I read over the weekend that President Obama might try to help Democrats in the Congressional election by staying quiet. After all, since he has been in office for, what, 17 months, some are beginning to blame him for the consequences of a 30 year debt binge by Generation Greed.
That would just extend the biggest mistake he has made. Obama built up a huge political organization during his campaign that attracted donations and support from millions of Americans. I had expected, with his campaign team joining him in Washington, that the campaign would be extended and its supporters mobilized to confront the country’s problems. By, for example, providing support to members of Congress who supported his plans, and challenges to those who didn’t. It hasn’t really happened.
It has sometimes seemed as if the Obama revolution ended with his election, rather than started, unlike (say) the Reagan and FDR revolutions. I say that despite the passage of health care reform and financial reform, significant but muddled achievements made incremental by the decision to placate too many vested interests. If he believes in them, he needs to defend them — and contrast them with the reality of the prior policy. Otherwise, his opponents will simply contrast current conditions — in the middle of a recesion — with a fantasy world.
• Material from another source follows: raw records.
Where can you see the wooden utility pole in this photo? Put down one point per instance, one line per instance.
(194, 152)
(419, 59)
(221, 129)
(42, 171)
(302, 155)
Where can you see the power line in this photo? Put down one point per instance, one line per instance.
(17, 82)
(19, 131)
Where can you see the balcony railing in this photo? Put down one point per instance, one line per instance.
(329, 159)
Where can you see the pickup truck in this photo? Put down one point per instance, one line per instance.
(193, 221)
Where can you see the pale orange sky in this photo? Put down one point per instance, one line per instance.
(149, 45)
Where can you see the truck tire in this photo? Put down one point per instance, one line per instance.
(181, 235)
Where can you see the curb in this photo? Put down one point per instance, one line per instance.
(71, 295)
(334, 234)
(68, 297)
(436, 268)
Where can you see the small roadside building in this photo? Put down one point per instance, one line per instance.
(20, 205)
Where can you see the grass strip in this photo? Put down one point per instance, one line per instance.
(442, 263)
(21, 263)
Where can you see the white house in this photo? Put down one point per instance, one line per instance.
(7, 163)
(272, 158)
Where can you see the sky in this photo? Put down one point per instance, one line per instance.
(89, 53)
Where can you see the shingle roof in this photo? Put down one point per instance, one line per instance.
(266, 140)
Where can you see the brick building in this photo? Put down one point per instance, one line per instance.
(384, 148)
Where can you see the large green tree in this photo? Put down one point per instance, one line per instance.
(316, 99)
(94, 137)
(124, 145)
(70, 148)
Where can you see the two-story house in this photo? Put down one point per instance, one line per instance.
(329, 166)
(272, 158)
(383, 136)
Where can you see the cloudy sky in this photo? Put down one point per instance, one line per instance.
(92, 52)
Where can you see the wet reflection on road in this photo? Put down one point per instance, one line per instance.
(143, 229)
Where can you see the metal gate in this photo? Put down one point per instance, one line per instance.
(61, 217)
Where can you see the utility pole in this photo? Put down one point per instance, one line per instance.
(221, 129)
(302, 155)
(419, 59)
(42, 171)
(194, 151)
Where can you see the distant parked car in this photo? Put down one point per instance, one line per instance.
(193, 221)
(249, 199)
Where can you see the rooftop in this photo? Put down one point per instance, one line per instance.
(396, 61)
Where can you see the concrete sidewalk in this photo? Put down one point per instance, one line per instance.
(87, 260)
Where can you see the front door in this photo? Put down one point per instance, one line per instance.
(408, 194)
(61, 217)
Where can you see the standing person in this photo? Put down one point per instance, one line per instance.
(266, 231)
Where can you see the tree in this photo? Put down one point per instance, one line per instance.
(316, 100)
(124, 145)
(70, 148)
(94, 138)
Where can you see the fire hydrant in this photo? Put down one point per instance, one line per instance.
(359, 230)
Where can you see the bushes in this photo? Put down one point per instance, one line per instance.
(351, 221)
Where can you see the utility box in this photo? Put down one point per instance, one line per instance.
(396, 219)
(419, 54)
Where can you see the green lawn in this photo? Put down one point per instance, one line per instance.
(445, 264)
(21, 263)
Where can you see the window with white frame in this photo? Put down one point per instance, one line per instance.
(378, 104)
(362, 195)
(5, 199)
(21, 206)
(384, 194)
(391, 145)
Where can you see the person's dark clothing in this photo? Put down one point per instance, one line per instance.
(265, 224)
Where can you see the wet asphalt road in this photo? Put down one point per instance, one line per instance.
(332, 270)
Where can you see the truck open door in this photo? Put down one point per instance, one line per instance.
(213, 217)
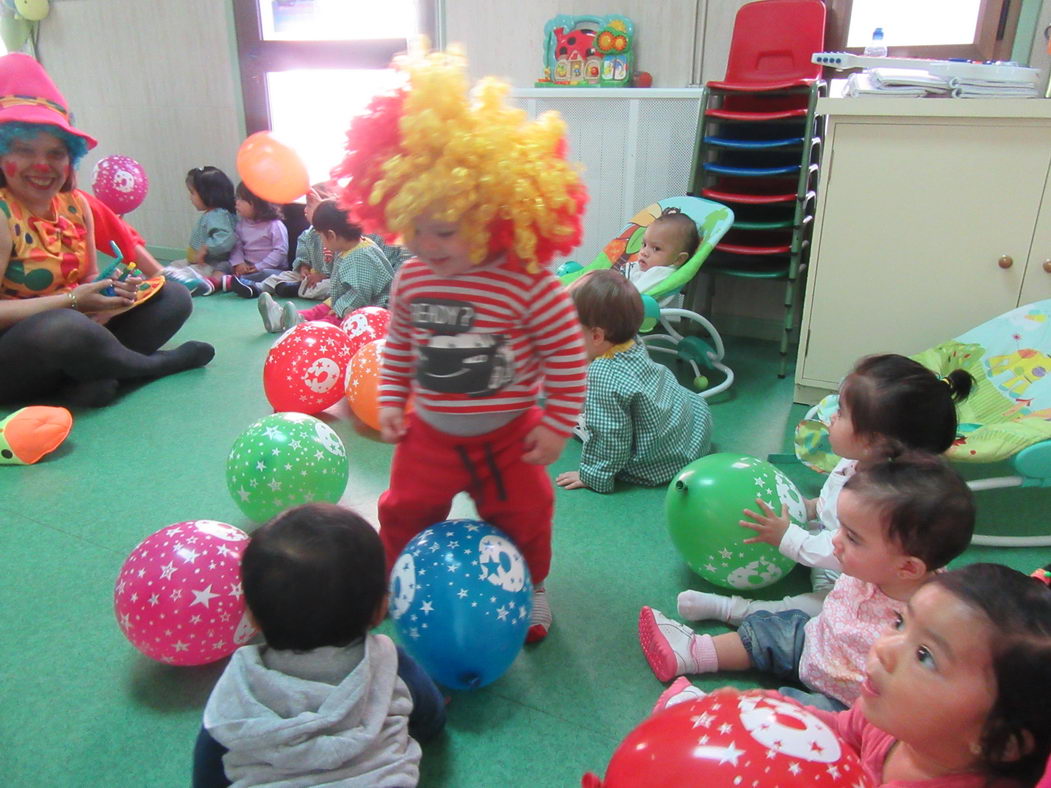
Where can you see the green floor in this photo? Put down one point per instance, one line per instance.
(79, 706)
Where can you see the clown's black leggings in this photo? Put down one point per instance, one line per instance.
(46, 353)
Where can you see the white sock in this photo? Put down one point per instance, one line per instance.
(540, 619)
(702, 606)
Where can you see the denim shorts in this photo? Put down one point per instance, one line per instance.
(775, 643)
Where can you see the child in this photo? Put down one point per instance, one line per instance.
(901, 519)
(955, 691)
(640, 426)
(886, 402)
(668, 242)
(262, 246)
(478, 324)
(322, 701)
(309, 276)
(362, 274)
(213, 234)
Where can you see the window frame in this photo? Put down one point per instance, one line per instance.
(256, 56)
(994, 34)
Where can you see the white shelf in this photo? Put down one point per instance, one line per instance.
(1014, 108)
(606, 92)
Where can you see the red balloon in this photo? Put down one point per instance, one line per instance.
(733, 740)
(120, 183)
(305, 368)
(366, 325)
(271, 170)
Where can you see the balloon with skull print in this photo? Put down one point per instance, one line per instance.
(178, 597)
(758, 739)
(283, 460)
(305, 369)
(121, 184)
(460, 596)
(704, 505)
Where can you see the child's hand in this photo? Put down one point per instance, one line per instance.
(542, 447)
(570, 480)
(392, 424)
(769, 529)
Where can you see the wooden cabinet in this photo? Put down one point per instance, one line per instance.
(933, 215)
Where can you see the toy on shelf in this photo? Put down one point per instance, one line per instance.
(588, 52)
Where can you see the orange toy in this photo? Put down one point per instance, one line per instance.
(28, 434)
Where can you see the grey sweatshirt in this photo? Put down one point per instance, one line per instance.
(331, 717)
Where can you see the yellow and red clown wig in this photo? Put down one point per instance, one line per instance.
(467, 158)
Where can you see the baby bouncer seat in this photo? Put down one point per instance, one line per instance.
(1007, 417)
(713, 220)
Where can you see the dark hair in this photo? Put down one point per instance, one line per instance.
(262, 210)
(1018, 612)
(927, 507)
(212, 186)
(892, 399)
(684, 225)
(314, 576)
(608, 301)
(330, 218)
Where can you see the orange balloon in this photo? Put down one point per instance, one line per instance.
(363, 382)
(363, 385)
(271, 169)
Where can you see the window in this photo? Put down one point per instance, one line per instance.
(979, 29)
(308, 66)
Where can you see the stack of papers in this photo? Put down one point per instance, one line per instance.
(919, 83)
(973, 88)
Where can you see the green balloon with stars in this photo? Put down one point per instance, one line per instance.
(704, 505)
(283, 460)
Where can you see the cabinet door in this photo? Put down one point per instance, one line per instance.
(915, 218)
(1036, 285)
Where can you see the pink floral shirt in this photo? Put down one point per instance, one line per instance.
(839, 639)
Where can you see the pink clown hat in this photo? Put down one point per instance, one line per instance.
(27, 95)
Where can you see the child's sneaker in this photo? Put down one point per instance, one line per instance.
(673, 648)
(244, 288)
(679, 690)
(540, 620)
(271, 313)
(289, 315)
(287, 289)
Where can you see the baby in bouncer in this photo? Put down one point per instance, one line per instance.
(668, 242)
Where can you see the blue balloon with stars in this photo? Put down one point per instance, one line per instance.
(460, 599)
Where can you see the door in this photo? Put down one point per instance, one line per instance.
(308, 66)
(915, 220)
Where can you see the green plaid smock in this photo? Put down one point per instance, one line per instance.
(310, 252)
(361, 277)
(641, 426)
(395, 254)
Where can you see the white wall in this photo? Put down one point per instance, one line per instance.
(153, 80)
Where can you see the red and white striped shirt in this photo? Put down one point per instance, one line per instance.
(483, 341)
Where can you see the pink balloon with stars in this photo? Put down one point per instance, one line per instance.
(178, 597)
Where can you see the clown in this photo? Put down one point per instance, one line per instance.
(485, 199)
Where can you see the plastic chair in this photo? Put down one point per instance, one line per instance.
(771, 45)
(1007, 417)
(759, 146)
(713, 220)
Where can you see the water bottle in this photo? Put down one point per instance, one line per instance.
(876, 47)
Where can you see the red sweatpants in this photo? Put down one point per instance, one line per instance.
(431, 467)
Taking office in a crisis, FDR continued his campaign with a series of fireside chats on the radio — the sole mass media of the time that allowed direct communication between the President and the people. I’m sure President Obama has a radio address on some station sometime. But adjusted for the growth of information and communication technology, that would be the equivalent of FDR giving a few speeches to a few thousand people in a few cities and going home in 1933.
Health care reform appeared dead before the President decided to go to the people and push again. He ought to be explaining what the situation is, how it came to be that way, and how things might turn around. If he has a clue about this, the President certainly can gain the forum to make his interpretation stick.
And he should not just talk about what the government has done to turn things around, but what people and business need to do to turn things around for themselves and their communities. I don’t hear him doing that. The President is a leader of the country, not just the CEO of the government.